BOSTON, Massachusetts (CNN) - President Barack Obama hailed Sen. Edward M. Kennedy as "a champion for those who had none; the soul of the Democratic Party; and the lion of the U.S. Senate - a man whose name graces nearly one thousand laws, and who penned more than three hundred himself" at the late legislator's funeral Saturday.
"Ted Kennedy's life's work was not to champion those with wealth or power or special connections," Obama said.
"It was to give a voice to those who were not heard; to add a rung to the ladder of opportunity; to make real the dream of our founding. He was given the gift of time that his brothers were not, and he used that gift to touch as many lives and right as many wrongs as the years would allow," the president said.

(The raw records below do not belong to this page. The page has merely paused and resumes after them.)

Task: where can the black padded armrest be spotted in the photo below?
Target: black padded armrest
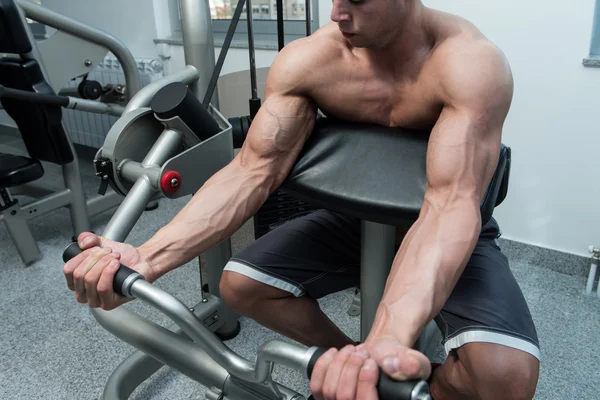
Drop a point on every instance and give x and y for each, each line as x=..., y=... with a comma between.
x=372, y=172
x=13, y=36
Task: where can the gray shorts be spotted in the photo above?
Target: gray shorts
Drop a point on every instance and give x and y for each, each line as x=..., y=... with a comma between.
x=319, y=254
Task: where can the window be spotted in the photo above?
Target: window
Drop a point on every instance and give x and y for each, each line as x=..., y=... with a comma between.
x=594, y=59
x=264, y=20
x=595, y=48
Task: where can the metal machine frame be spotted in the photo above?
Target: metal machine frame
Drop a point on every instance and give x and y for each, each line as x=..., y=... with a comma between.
x=194, y=344
x=86, y=47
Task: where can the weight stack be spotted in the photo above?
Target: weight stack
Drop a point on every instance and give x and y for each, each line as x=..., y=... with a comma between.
x=279, y=208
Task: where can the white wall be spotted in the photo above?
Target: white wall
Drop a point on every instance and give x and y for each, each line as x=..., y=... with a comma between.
x=132, y=21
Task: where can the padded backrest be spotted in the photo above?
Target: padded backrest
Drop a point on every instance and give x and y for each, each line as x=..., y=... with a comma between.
x=39, y=125
x=374, y=172
x=13, y=34
x=498, y=187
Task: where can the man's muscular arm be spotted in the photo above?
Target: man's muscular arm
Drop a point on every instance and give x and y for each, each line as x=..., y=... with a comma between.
x=234, y=194
x=476, y=90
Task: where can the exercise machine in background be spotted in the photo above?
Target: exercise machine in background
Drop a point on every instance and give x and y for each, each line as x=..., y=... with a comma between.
x=43, y=69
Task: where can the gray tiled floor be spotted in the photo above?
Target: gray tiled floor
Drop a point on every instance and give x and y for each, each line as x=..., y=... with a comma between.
x=53, y=349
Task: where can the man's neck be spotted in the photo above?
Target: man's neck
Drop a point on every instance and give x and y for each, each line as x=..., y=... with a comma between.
x=410, y=42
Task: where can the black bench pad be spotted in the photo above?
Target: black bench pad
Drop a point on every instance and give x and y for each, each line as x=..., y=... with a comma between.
x=372, y=172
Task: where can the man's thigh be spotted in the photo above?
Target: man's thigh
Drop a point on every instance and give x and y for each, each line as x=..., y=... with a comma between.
x=487, y=304
x=317, y=254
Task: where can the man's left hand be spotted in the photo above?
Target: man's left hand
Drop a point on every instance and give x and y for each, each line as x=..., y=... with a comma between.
x=352, y=372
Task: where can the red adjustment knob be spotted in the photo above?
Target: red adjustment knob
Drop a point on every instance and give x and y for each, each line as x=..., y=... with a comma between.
x=170, y=182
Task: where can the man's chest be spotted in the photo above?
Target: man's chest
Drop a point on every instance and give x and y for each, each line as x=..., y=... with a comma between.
x=361, y=96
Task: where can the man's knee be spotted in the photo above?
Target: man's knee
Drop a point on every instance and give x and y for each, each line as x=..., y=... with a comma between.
x=245, y=294
x=501, y=372
x=237, y=290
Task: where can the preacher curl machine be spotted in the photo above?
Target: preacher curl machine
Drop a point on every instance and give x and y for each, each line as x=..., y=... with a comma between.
x=168, y=144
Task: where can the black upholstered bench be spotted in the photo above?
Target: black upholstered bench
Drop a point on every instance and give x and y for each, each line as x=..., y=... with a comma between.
x=378, y=175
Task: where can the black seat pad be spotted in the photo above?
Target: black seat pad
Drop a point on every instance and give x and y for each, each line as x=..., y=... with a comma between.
x=17, y=170
x=375, y=173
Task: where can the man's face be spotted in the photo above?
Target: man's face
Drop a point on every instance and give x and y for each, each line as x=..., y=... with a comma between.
x=368, y=23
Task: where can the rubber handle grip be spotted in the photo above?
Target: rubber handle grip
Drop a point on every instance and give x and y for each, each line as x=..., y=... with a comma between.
x=387, y=388
x=122, y=273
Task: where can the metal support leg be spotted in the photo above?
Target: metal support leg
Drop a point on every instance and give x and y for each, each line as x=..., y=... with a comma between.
x=78, y=206
x=21, y=234
x=216, y=258
x=377, y=255
x=130, y=374
x=139, y=366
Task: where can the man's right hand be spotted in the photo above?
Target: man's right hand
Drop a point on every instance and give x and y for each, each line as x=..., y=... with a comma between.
x=90, y=274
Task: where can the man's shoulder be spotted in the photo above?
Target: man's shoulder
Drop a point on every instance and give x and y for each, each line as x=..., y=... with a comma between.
x=468, y=64
x=301, y=62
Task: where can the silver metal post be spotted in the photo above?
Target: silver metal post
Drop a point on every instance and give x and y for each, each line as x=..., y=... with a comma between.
x=198, y=44
x=126, y=216
x=96, y=107
x=188, y=75
x=253, y=84
x=48, y=17
x=377, y=255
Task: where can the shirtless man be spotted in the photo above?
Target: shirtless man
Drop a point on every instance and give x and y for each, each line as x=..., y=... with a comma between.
x=395, y=63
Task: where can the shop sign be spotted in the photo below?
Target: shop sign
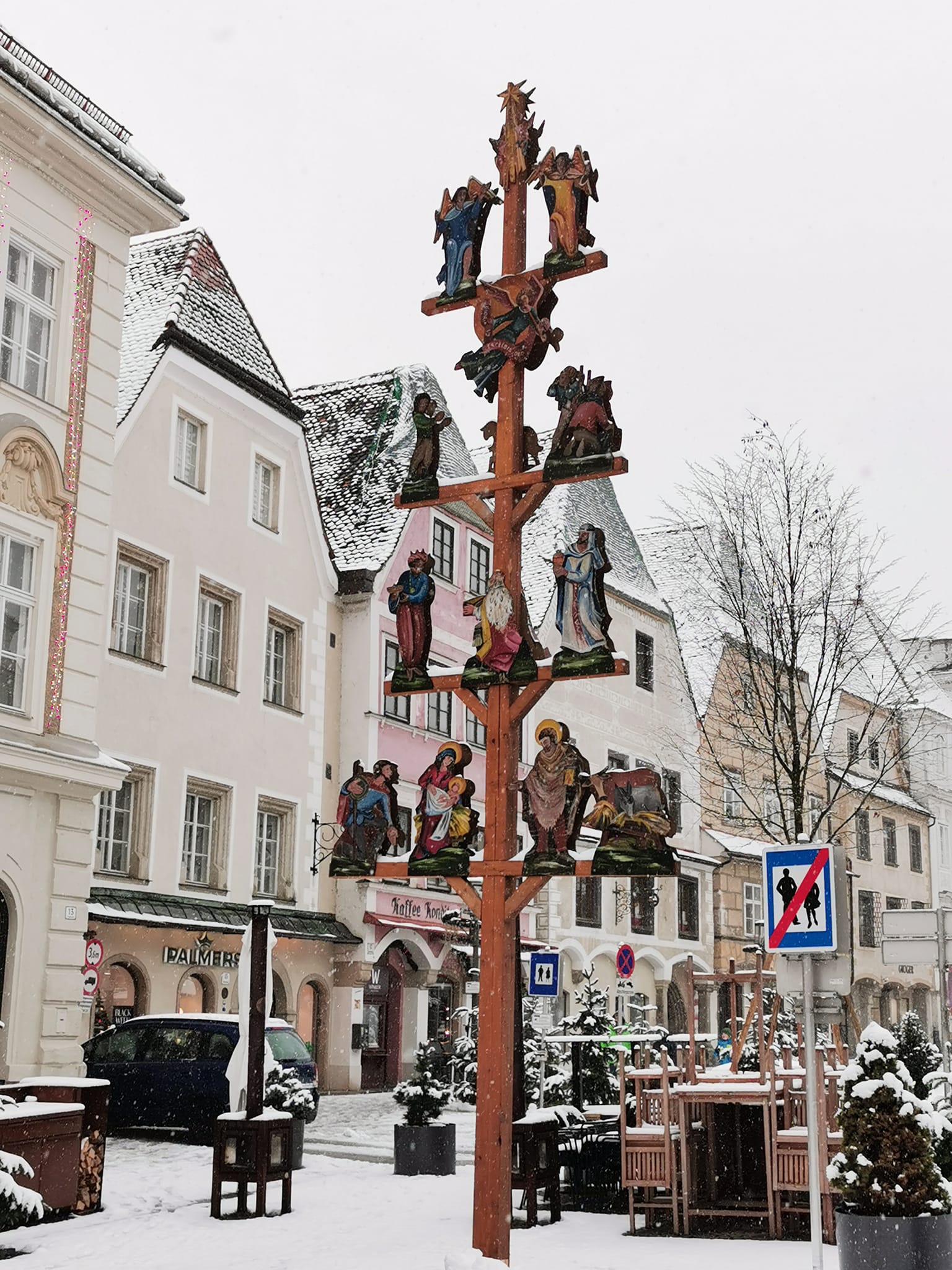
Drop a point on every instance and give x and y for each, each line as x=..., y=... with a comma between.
x=202, y=954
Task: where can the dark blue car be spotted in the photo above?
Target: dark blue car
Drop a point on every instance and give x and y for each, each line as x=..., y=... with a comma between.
x=168, y=1071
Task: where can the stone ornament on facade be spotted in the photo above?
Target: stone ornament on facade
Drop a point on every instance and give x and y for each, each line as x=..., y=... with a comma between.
x=30, y=477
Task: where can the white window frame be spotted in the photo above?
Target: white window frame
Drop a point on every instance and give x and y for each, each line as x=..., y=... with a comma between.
x=268, y=849
x=753, y=907
x=266, y=518
x=25, y=601
x=32, y=306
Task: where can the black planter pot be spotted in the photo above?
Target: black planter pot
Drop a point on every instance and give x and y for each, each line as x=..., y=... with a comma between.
x=298, y=1143
x=425, y=1148
x=894, y=1242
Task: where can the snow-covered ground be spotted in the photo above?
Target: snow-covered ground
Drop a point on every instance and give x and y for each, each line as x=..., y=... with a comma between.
x=348, y=1215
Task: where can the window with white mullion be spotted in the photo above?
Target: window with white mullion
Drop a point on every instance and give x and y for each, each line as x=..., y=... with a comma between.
x=276, y=666
x=17, y=569
x=197, y=838
x=130, y=610
x=115, y=832
x=268, y=853
x=211, y=620
x=25, y=335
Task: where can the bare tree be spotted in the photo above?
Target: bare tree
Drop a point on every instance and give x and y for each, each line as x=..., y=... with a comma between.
x=785, y=614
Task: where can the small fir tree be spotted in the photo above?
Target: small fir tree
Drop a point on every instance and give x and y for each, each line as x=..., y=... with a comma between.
x=917, y=1052
x=425, y=1095
x=599, y=1076
x=888, y=1163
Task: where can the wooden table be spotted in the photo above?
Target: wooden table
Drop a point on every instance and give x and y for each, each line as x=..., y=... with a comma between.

"We can still hear his voice bellowing through the Senate chamber, face reddened, fist pounding the podium, a veritable force of nature, in support of health care or workers' rights or civil rights," he said, calling him "the greatest legislator of our time."
But he also remembered the towering Washington figure as a generous, caring person.
"We do not weep for him today because of the prestige attached to his name or his office," Obama said. "We weep because we loved this kind and tender hero who persevered through pain and tragedy - not for the sake of ambition or vanity; not for wealth or power; but only for the people and the country he loved."
BOSTON, Massachusetts (CNN) - Sen. Edward M. Kennedy's son Ted Jr. remembered him as a man who "never stopped trying to right wrongs" at his funeral Mass Saturday at Boston's Our Lady of Perpetual Help Basilica - Boston's famed "Mission Church."
"My father was not perfect, but he believed in redemption," he said.
"Although it hasn't been easy at times to live with this name, I have never been more proud of it than I am today," Ted Jr. said.
He said his father had made light of his failure to become president, despite the weight of expectations on him as a Kennedy.
"I don't mind not being president, I just mind that someone else is," he quoted his father as saying.
The funeral began with a hearse bearing Kennedy's body through Boston rain from the John F. Kennedy Presidential Library to Mission Church. A military honor guard carried the coffin through a sea of black umbrellas into the church.